To achieve this goal, PMC focused on lowering non-revenue water, also known as treated water that is lost before it reaches users because of leaking infrastructure, broken meters or unauthorized use.
Across India, urban water distribution networks experience water losses that cause as many as 99.9 percent of Indian cities to have an intermittent supply with sometimes only a few hours of water availability every few days.
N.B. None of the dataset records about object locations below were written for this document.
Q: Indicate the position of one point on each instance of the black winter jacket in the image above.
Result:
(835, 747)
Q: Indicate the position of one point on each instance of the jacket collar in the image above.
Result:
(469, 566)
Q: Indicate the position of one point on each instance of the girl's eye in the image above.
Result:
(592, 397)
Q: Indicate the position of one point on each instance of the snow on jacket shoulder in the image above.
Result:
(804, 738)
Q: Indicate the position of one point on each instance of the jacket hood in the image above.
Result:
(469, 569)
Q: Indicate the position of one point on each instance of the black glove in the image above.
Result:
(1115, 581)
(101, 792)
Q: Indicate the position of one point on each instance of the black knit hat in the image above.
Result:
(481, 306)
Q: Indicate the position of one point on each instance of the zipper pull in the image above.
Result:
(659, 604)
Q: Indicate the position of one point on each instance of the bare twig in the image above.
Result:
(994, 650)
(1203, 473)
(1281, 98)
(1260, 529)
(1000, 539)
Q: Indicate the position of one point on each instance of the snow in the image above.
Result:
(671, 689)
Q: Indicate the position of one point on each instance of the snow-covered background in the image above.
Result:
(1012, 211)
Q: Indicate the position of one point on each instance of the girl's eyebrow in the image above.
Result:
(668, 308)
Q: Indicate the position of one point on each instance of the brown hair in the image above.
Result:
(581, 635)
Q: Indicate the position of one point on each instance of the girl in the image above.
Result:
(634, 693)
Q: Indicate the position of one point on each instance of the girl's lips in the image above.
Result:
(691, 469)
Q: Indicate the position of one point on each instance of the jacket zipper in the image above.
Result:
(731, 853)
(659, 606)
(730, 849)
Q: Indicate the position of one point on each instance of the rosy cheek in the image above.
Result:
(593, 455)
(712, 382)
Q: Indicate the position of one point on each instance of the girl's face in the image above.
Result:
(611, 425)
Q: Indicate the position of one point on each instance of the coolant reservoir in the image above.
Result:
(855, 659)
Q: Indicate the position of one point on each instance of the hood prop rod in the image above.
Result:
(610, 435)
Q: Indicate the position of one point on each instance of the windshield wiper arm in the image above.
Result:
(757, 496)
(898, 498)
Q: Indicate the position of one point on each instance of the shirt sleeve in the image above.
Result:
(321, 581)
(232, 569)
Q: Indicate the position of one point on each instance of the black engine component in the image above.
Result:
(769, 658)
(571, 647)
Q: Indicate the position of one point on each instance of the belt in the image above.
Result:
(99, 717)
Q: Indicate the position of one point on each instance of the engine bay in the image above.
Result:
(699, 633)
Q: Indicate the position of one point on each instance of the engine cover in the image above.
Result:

Reducing these losses to acceptable levels would help create a continuous supply.4
In comparison to nearby Mumbai, 24 percent of the total water supply there is not tracked by devices and the amount of unmetered water supply is higher than the national average of 15 percent, according to a recent report from the Maharashtra government to the state Legislative Assembly.5 PMC decided to adopt smart water meters to better gauge water consumption, investing in more than 275,000 Sensus iPERL™ meters to monitor, measure and manage activity across its network – the first-ever deployment of smart water meters in India.
iPERL™ meters are next-generation, high-performance, solid-state smart water meters with an integrated communications capability that reduces non-revenue water by allowing intelligent data to be shared at 15-minute intervals, which improves accuracy in identifying customer-side leaks. The wealth of data also helps water utilities manage distribution networks more efficiently to conserve water, provide more accurate billing to customers and inform them about leaks, fraud or unusual usage patterns.
The meters are being installed over a three-year period and aim to reduce non-revenue water by half during this time. By leveraging this innovation solution PMC will also enhance water productivity for customers by providing them with usage monitoring reports to enable more accurate billing, identify abnormalities in consumer water services and allow them to adjust their water habits to save water and money.
V. G. Kulkarni, Chief Engineer, Pune Municipal Corporation, said, “We are extremely proud to be the first Indian city to deploy cutting-edge smart water meters. This is just the first step on our journey towards making Pune a more sustainable and self-sufficient city committed to conserving water. We are confident that Sensus is the right partner to ensure we achieve these goals.”